Not all reports and dashboards fail the same; some reports may lag, definitions might change, or data accuracy and relevance could wane. Understanding these variations aids in better risk anticipation.

Marketing uses several reports for its campaigns – standard analytic assets often delivered through marketing tools. Finance has very complex reports converted from Excel to BI tools while incorporating different consolidation rules. The marketing reports have a different failure mode than the financial reports. They, therefore, need to be managed differently.

It’s time for the company’s monthly business review. The marketing department proceeds to report on leads acquired per salesperson. Unfortunately, half the team has left the organization, and the data fails to load accurately. While this is an inconvenience for the marketing group, it isn’t detrimental to the business. However, a failure in financial reporting for a human resource consulting firm with 1000s contractors that contains critical and complex calculations about sickness, fees, hours, etc, has major implications and needs to be managed differently.

Acknowledging that assets transition through distinct phases allows for effective management decisions at each stage. As new visualizations are released, the information leads to broad use and adoption.

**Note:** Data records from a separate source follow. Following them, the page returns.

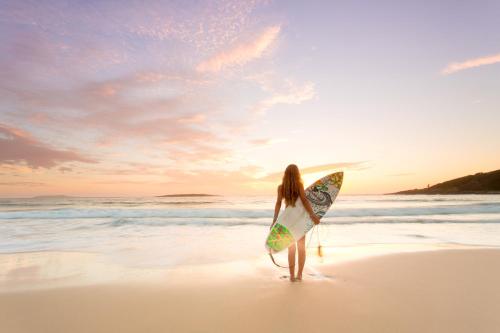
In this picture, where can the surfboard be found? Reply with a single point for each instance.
(294, 222)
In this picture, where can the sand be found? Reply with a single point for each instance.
(434, 291)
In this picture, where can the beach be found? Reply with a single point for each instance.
(427, 291)
(389, 264)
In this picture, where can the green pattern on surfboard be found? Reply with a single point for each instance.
(280, 238)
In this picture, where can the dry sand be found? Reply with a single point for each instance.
(436, 291)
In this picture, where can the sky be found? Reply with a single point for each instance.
(138, 98)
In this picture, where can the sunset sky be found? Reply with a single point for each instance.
(111, 98)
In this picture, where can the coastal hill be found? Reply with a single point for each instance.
(187, 195)
(480, 183)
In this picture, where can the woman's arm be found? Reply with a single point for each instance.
(278, 205)
(307, 205)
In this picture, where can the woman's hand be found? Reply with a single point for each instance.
(315, 219)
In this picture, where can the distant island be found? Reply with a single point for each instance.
(480, 183)
(187, 195)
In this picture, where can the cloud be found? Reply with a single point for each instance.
(17, 146)
(276, 176)
(242, 53)
(471, 63)
(266, 142)
(294, 94)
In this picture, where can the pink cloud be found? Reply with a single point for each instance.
(276, 176)
(242, 53)
(17, 146)
(471, 63)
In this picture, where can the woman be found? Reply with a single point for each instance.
(291, 189)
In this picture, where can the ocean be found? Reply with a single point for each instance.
(159, 232)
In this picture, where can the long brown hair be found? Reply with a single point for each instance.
(291, 184)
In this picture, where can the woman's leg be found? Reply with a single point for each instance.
(301, 244)
(291, 261)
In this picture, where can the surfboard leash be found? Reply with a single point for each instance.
(320, 248)
(274, 262)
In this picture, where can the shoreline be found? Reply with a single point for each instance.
(453, 290)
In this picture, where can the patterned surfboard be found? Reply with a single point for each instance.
(294, 222)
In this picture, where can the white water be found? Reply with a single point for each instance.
(163, 232)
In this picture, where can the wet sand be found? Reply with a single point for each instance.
(432, 291)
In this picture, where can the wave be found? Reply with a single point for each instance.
(91, 212)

Think back to the start of the pandemic. COVID dashboards were quickly put together and released to the business, showing pertinent information: how the virus spreads, demographics affected the business and risks, etc. At the time, it was relevant and served its purpose. As we moved past the pandemic, COVID-specific information became obsolete, and reporting is integrated into regular HR reporting.

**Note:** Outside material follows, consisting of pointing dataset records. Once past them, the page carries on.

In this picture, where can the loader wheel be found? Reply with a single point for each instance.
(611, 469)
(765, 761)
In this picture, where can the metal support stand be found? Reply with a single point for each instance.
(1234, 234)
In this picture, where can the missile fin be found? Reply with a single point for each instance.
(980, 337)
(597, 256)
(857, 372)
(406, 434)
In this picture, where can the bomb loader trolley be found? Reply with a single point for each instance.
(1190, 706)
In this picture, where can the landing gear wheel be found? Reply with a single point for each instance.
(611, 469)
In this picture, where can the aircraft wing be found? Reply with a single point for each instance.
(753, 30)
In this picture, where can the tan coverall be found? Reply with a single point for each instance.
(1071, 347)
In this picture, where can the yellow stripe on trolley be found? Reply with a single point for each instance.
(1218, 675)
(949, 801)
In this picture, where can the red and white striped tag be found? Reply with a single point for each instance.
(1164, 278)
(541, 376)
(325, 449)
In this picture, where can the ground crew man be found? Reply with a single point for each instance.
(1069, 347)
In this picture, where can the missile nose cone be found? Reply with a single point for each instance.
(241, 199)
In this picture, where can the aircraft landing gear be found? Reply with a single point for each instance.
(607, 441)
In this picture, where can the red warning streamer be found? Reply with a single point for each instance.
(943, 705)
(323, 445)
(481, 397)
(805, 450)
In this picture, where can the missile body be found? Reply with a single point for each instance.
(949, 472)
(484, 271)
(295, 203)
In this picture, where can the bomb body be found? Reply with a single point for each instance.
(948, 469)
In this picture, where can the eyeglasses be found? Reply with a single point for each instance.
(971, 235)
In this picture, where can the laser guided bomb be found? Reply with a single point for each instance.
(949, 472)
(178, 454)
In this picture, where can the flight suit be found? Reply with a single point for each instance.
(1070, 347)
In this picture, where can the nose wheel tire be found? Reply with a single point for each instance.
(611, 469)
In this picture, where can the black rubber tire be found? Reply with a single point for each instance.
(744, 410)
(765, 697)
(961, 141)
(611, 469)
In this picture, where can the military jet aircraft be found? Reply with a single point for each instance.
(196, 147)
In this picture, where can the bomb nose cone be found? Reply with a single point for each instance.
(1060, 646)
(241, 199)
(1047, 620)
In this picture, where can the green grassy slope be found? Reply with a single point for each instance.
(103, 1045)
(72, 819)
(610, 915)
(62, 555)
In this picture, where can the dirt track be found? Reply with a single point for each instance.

Reports and dashboards are crafted to deliver valuable insights for stakeholders. Over time, though, the worth of assets changes.
When a company opens its first store in a certain area, there are many elements it needs to understand – other stores in the area, traffic patterns, pricing of products, what products to sell, etc. Once the store is operational for some time, specifics are not as important, and it can adopt the standard reporting. The tailor-made analytic assets become irrelevant and no longer add value to the store manager.